GBO is located in Pocahontas County, West Virginia, adjacent to the Monongahela National Forest, and operations and maintenance are supported under the terms of a cooperative agreement between NSF and Associated Universities, Inc. (AUI), a not-for-profit science management corporation. NSF owns the GBO land, which consists of numerous parcels acquired by the US Army Corps of Engineers in the 1950s, when GBO was formed as the first (and then, only) site of the National Radio Astronomy Observatory (NRAO). The Allegheny Trail passes through portions of the GBO property along the Little Mountain ridgeline. GBO is the anchor and administrative site of the 13,000-square-mile National Radio Quiet Zone (NRQZ). GBO is located on approximately 2,200 acres in the NRQZ, where all radio transmissions are limited. Having telescopes within the NRQZ allows for detection of faint scientific signals that would otherwise be drowned-out by man-made signals. GBO operates the Robert C. Byrd Green Bank Telescope (GBT), the largest fully steerable radio telescope in the world, which is 100-meter in diameter and is routinely operated between 300 MHz and 50 GHz for single dish observations of a broad range of cosmic phenomena. Other GBO facilities include the 43-meter Telescope; the Green Bank Solar Radio Burst Spectrometer; the 20-meter Geodetic Telescope; the 40-foot Telescope; the Interferometer Range; and previously operational telescopes.

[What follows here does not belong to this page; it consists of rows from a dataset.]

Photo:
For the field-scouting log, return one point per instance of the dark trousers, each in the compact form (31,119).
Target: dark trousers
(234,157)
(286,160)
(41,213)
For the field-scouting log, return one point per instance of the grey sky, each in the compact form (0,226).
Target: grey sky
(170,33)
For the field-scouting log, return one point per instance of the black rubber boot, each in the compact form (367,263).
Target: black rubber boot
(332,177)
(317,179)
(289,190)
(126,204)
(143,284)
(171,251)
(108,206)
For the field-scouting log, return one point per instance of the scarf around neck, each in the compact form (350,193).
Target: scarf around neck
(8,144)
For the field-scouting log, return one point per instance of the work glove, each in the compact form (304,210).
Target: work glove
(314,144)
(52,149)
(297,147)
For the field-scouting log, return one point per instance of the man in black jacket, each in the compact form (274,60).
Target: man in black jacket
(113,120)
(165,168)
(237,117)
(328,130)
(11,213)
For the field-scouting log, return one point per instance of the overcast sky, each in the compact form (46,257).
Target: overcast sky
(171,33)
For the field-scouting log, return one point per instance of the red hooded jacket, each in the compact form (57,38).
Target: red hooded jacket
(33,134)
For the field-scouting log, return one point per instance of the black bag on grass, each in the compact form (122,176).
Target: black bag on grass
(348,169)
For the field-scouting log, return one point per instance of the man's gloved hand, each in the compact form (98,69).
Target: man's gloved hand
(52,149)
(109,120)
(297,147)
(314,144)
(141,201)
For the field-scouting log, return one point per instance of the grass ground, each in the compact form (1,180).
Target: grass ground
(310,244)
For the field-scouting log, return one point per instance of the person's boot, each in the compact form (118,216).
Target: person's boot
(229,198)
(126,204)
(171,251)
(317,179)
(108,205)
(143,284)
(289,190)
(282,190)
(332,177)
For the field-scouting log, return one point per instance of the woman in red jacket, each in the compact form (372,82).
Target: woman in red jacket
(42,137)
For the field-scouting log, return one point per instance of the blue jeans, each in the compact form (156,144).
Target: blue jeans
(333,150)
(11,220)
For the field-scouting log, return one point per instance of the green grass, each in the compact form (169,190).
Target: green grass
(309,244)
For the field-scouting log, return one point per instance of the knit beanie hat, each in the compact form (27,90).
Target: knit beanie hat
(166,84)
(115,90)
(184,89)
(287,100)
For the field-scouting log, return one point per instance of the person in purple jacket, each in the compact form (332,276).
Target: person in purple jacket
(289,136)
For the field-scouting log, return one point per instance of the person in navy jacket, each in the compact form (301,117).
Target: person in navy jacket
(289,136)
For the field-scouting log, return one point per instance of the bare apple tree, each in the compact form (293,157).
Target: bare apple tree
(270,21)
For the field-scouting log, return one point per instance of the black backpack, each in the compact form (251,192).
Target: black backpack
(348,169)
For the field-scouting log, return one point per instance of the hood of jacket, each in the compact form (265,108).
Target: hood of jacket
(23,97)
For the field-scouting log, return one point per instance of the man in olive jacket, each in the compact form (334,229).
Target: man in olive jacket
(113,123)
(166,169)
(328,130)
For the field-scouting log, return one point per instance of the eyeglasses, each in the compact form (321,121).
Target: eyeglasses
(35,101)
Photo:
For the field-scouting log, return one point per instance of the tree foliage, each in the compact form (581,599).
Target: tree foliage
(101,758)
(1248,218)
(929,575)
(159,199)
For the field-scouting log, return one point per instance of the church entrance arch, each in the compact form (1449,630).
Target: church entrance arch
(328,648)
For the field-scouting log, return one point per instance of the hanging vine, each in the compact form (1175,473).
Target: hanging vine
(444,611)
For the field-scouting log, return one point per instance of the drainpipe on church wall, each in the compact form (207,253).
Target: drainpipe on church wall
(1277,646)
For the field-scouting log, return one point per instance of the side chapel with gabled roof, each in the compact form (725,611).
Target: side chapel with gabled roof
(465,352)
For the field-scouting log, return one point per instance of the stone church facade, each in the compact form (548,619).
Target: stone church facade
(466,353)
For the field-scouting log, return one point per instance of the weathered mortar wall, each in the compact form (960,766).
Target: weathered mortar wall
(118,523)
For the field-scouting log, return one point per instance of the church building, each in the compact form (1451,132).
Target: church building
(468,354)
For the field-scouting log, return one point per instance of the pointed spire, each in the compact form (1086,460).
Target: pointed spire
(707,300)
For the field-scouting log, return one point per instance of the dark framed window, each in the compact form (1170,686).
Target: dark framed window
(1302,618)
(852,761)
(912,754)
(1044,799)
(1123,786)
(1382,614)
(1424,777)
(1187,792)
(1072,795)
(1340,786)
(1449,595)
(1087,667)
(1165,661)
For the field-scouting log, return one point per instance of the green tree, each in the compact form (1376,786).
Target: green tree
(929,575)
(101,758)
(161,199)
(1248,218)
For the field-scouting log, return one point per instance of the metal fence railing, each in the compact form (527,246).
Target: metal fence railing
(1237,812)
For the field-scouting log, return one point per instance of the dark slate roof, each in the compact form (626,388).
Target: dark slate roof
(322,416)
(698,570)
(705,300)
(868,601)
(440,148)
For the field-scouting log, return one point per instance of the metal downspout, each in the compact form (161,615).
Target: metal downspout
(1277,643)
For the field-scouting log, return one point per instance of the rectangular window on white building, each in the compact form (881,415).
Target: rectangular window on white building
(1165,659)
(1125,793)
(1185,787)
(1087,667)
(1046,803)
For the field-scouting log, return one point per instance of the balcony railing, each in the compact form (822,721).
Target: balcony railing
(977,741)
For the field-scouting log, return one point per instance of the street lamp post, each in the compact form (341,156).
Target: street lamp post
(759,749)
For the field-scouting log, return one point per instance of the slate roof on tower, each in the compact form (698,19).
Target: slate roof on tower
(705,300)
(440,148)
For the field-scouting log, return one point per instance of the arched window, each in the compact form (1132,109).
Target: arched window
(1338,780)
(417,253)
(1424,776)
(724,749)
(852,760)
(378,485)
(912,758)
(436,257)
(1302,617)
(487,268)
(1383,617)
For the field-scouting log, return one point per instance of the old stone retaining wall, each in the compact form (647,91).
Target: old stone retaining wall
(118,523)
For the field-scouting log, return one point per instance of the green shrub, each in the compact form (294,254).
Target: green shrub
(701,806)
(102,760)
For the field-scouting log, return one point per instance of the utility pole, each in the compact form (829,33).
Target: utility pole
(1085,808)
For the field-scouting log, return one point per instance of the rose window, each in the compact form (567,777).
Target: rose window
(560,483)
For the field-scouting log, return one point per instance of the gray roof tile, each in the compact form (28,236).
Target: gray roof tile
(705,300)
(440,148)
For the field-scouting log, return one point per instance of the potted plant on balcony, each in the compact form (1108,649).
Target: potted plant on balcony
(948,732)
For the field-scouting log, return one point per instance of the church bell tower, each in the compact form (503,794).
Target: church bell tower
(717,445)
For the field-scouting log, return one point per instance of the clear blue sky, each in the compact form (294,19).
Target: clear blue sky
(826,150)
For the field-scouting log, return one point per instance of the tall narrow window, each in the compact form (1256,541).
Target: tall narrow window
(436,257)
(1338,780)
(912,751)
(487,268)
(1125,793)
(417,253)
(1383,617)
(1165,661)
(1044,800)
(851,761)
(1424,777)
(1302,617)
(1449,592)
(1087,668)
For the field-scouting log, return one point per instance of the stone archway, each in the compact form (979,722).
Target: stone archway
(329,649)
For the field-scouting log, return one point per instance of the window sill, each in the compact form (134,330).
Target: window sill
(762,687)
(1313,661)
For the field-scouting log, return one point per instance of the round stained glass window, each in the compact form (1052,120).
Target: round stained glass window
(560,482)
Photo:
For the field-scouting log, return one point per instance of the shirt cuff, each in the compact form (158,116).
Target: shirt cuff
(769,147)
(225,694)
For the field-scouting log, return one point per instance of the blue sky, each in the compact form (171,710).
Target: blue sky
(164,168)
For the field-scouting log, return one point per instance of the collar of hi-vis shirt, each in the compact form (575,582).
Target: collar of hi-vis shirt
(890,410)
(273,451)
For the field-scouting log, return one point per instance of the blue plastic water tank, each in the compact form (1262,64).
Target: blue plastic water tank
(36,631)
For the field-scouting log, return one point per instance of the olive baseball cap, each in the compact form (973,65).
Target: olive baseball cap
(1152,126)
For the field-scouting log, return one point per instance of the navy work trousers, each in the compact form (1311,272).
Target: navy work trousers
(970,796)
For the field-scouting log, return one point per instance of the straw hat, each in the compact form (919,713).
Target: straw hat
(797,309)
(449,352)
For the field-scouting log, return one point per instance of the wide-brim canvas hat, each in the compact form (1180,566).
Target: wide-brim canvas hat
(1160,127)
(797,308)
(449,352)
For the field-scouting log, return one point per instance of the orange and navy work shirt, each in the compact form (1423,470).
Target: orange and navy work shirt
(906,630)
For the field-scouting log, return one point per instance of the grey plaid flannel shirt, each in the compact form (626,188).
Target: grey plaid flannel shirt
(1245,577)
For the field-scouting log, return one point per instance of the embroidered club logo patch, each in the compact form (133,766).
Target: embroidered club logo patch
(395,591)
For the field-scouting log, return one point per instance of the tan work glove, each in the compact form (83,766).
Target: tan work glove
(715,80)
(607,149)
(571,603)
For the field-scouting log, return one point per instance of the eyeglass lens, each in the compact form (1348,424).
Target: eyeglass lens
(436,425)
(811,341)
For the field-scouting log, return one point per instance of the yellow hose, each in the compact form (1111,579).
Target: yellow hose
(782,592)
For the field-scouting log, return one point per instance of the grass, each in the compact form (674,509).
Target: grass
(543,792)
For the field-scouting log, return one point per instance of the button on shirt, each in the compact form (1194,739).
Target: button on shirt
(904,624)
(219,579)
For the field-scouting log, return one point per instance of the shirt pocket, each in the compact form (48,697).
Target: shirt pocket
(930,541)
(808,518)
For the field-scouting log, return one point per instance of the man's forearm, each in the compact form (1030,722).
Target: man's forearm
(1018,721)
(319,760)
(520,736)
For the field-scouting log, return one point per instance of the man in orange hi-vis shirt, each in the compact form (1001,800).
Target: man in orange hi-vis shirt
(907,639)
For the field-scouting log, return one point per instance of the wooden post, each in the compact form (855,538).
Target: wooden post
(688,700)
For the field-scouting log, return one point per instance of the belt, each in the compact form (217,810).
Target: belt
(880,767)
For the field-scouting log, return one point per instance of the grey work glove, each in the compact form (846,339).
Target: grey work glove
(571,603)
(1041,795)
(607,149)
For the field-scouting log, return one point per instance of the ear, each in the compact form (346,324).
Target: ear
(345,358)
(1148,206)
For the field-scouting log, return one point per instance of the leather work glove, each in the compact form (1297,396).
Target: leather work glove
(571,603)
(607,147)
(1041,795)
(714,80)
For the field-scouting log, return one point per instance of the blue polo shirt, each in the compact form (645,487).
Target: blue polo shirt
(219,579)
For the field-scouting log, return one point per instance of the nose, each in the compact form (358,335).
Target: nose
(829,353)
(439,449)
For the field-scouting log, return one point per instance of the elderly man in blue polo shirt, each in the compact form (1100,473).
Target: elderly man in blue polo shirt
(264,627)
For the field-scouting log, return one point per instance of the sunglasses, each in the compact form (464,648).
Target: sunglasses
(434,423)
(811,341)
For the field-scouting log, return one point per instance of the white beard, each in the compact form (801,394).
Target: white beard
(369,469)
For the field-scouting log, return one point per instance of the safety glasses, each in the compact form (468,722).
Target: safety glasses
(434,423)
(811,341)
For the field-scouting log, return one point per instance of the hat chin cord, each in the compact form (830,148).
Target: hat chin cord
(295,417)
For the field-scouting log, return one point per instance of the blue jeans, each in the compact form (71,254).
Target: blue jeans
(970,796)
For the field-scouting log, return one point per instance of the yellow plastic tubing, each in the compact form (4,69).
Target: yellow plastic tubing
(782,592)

On October 1, 2016, GBO was separated from NSF-funded NRAO. This separation followed a plan that NSF first communicated to the research community on March 22, 2013, in Dear Colleague Letter NSF 13-074. The Breakthrough Prize Foundation provides additional funding to AUI to support research in the Search for Extraterrestrial Intelligence at GBO. Other GBO funding partners include the NANOGrav Project (through a separate NSF funding line) and West Virginia University.